There is already a well-established template. The Federal Communications Commission’s regulatory mandate includes not only assuring adequate competition in the electronic media sector but also assuring that the broader public interest is being served. Within the context of this public interest standard, the FCC has pursued a variety of social welfare objectives, from reducing the digital divide to protecting children from adult content to ensuring that the public has access to a diversity of sources and viewpoints. It even has regulations in place that prohibit the broadcasting of disinformation. The FCC also has the authority to review proposed media mergers according to two criteria: 1) the implications for competition; and 2) the implications for the broader public interest.

However (and this is a hugely important however), the FCC’s ability to regulate on behalf of the public interest is in many ways confined to the narrow context of broadcasting. Consider, for instance, that the FCC did not even review the 2018 merger of AT&T and Time Warner, two of the largest communications companies in the world. Why? Because this colossal merger did not involve the changing of hands of any broadcast licenses, which is the lone necessity to trigger the application of the FCC’s public interest standard of review for media mergers. In 2019, this seems incredibly anachronistic.

Our existing public interest framework for media regulation does not apply to digital platforms. Why is the application of the public interest standard so limited? Because the First Amendment restricts government intervention in the media sector. However, the system that has evolved in the US creates narrow and limited exceptions based upon the characteristics of individual technologies. For instance, broadcast regulation is permissible in part because broadcasters utilize a public resource—the broadcast spectrum, which policymakers and the courts have treated as “owned by the people.” In exchange for access to this collectively owned resource, broadcasters must abide by a range of public interest obligations, some of which may infringe upon their First Amendment freedoms.

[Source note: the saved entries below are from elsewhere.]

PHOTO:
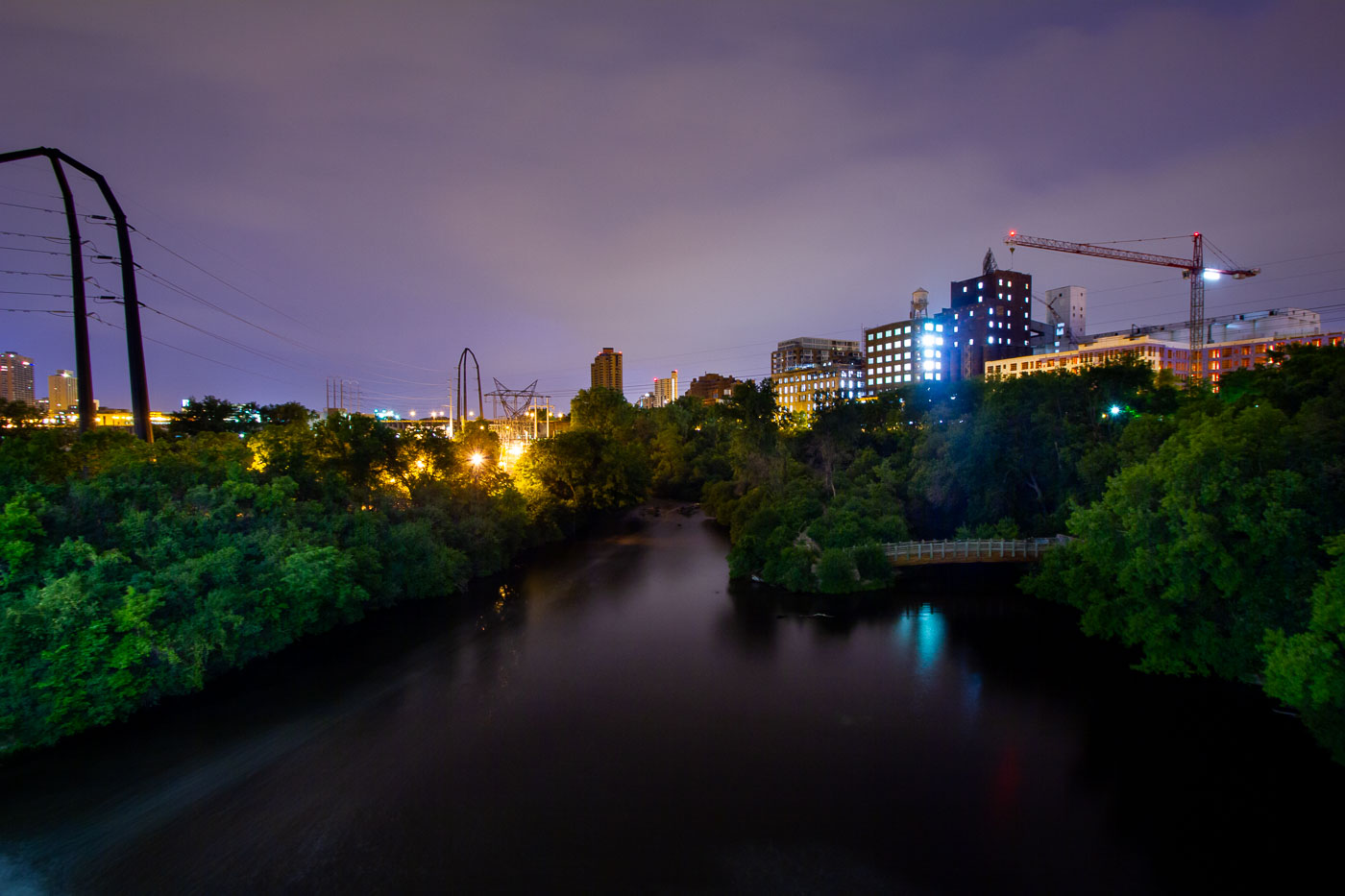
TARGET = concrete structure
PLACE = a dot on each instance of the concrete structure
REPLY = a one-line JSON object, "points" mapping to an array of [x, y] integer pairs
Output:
{"points": [[605, 370], [804, 351], [1065, 326], [712, 388], [804, 389], [16, 378], [907, 351], [62, 392], [991, 319], [1237, 342], [665, 390]]}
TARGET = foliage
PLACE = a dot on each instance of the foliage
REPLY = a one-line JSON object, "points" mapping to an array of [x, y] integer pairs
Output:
{"points": [[130, 572]]}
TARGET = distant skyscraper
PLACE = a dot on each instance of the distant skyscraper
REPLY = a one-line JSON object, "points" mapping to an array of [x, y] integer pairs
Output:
{"points": [[712, 388], [665, 390], [605, 370], [62, 390], [16, 378]]}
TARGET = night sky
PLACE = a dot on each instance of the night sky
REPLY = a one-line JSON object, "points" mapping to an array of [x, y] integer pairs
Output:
{"points": [[379, 184]]}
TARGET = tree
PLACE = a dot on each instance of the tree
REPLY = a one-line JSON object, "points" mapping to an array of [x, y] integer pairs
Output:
{"points": [[208, 415], [602, 410], [285, 413]]}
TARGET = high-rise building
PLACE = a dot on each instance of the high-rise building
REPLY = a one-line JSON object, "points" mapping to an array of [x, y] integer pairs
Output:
{"points": [[62, 392], [907, 351], [804, 389], [665, 390], [16, 378], [806, 351], [712, 388], [605, 370], [991, 319], [1065, 316]]}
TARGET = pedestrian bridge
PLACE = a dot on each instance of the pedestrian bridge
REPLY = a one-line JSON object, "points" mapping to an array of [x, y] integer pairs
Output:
{"points": [[970, 550]]}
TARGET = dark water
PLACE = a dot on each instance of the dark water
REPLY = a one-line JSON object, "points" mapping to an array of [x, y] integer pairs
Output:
{"points": [[615, 717]]}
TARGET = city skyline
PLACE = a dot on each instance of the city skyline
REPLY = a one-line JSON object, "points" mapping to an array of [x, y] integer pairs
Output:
{"points": [[689, 183]]}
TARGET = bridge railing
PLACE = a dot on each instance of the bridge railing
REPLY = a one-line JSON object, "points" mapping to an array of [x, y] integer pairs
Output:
{"points": [[970, 550]]}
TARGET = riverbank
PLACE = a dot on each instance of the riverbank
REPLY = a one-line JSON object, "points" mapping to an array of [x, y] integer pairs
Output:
{"points": [[612, 715]]}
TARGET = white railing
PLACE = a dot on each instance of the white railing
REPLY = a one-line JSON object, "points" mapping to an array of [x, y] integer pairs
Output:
{"points": [[972, 550]]}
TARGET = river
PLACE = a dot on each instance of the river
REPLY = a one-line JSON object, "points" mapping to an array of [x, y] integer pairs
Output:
{"points": [[615, 715]]}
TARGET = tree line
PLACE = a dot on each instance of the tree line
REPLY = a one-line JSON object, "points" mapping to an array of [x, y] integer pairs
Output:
{"points": [[1208, 527]]}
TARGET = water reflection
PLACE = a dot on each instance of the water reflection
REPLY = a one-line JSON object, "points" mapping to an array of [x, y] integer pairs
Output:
{"points": [[921, 634]]}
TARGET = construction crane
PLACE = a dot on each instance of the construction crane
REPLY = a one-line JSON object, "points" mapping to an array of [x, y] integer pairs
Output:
{"points": [[1192, 268]]}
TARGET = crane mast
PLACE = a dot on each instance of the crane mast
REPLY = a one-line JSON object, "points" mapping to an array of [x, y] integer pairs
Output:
{"points": [[1192, 268]]}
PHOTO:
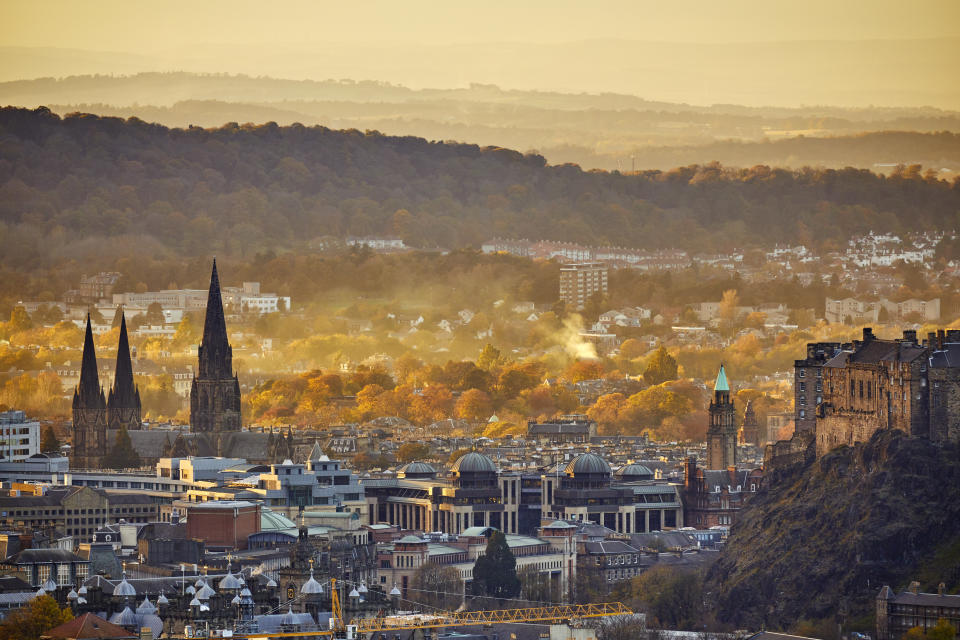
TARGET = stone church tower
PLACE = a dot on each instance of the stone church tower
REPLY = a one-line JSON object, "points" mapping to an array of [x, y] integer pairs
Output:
{"points": [[89, 411], [123, 403], [215, 394], [722, 433]]}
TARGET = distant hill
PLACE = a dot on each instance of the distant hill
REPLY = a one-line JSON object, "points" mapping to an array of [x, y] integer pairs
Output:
{"points": [[607, 131], [847, 71], [826, 538], [241, 189]]}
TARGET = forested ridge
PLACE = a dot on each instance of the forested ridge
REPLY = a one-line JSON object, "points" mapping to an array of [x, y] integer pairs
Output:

How, then, could we expand the scope of the public interest standard so that it could be brought to bear where it now seems to be needed most – in the regulation of digital platforms? The solution involves borrowing from broadcast regulation.

Like broadcasters, many digital platforms have built their business on a public resource. In this case, the public resource is not spectrum but, rather, our user data. Massive aggregations of user data provide the economic engine for Facebook, Google, and beyond. For several reasons, user data can—and should—be thought of as a public resource that is “owned by the people.”

First, it is widely accepted at this point that individuals should have some form of property rights in their user data. But given that user data’s real value is not at the individual level but, rather, at the level of the massive aggregations, a more collectively oriented property right makes sense. Second, practical challenges (and potential downsides) come with granting individuals full-fledged property rights in their user data. An individual property rights approach ignores the distinctive characteristics of user data as a resource. Such an approach could make it more difficult to unlock wide-ranging benefits from large aggregations of user data. A more collectivist approach could better protect and preserve the value and innovations that emerge from these data aggregations.

If we understand aggregate user data as a public resource, then just as broadcast licensees must abide by public interest obligations in exchange for the privilege of monetizing the broadcast spectrum, so too should large digital platforms abide by public interest obligations in exchange for the privilege of monetizing our data.

What those obligations should look like is, of course, the next big question. But once we think of aggregate user data as a public resource, the path opens up for moving beyond antitrust enforcement and developing a regulatory framework in which digital platforms operate under obligations to serve the public interest.